Fast start-up of anammox process with hydrazine addition

Abstract

The anammox process is an economically favourable nitrogen removal process; however, low growth rates of anammox biomass block its more widespread application. As different approaches on techniques for anammox bacteria growth acceleration were tested, this study focused on long-term evaluation of hydrazine addition in the start-up phase. Effect of hydrazine addition (dose 3.7 mgN₂H₄ dm⁻³) was investigated in a pilot-scale SBR treating ammonia-rich reject water from sludge dewatering after partial nitritation process, and effects were compared to a reference reactor. Hydrazine addition resulted in much higher anammox biomass enrichment observed as higher nitrogen removal rate [0.512 kgN (m³ d)⁻¹ with hydrazine versus 0.256 kgN (m³ d)⁻¹ without reagent]. Sludge from chemically stimulated reactor revealed also higher (by 22.6%) specific anammox activity rate than the reference. After the hydrazine addition was stopped, observed process rates remained stable and no regression in the nitrogen removal efficiency could be noticed. In the final phase, nitrogen removal rate was only 48.7% of process rate in the reactor previously stimulated by hydrazine.
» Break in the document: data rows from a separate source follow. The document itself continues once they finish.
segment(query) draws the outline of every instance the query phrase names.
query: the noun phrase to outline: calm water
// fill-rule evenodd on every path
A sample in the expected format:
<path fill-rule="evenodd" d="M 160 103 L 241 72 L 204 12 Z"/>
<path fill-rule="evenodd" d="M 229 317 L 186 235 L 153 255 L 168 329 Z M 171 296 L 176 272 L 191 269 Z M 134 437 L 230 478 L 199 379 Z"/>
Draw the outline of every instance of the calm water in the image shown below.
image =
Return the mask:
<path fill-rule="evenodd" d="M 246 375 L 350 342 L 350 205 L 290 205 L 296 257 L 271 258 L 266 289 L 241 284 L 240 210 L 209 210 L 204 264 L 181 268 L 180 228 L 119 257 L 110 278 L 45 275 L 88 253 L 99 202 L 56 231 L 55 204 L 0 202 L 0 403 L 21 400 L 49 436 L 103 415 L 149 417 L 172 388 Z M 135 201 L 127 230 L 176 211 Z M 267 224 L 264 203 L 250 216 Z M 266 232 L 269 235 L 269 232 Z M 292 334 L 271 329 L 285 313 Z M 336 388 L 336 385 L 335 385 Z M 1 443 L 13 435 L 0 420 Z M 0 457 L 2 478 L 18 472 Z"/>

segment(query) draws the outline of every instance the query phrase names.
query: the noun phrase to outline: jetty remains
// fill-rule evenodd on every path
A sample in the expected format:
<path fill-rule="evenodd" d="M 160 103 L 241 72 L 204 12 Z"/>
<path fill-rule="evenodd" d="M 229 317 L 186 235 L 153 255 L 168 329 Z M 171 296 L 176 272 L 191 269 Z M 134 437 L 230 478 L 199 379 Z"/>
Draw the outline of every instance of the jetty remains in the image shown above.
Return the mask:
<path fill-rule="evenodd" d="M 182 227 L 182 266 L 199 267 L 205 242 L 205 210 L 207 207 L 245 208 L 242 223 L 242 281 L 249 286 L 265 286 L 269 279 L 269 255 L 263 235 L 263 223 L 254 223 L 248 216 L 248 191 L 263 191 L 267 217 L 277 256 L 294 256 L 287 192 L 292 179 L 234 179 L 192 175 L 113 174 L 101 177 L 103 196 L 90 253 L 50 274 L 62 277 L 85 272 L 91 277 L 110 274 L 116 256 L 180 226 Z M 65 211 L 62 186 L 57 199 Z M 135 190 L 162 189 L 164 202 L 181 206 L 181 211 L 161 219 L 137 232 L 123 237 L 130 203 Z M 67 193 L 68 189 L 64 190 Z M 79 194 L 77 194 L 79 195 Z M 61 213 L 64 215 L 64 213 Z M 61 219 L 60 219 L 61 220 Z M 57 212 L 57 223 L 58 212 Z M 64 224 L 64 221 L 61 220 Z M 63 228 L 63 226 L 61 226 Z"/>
Results of the experiment confirmed positive effect of hydrazine presence on anammox bacteria enrichment process.

1 Introduction

Efficient nutrient removal has become one of the most important goals of wastewater treatment in past decades. Higher effluent standards induce constant development of new technologies, inter alia, for efficient nitrogen removal. Among new advances in biological nutrient removal (BNR) technologies, a lot of attention has been attracted to one of the most spectacular discoveries of the end of twentieth century in the wastewater industry—the anammox process.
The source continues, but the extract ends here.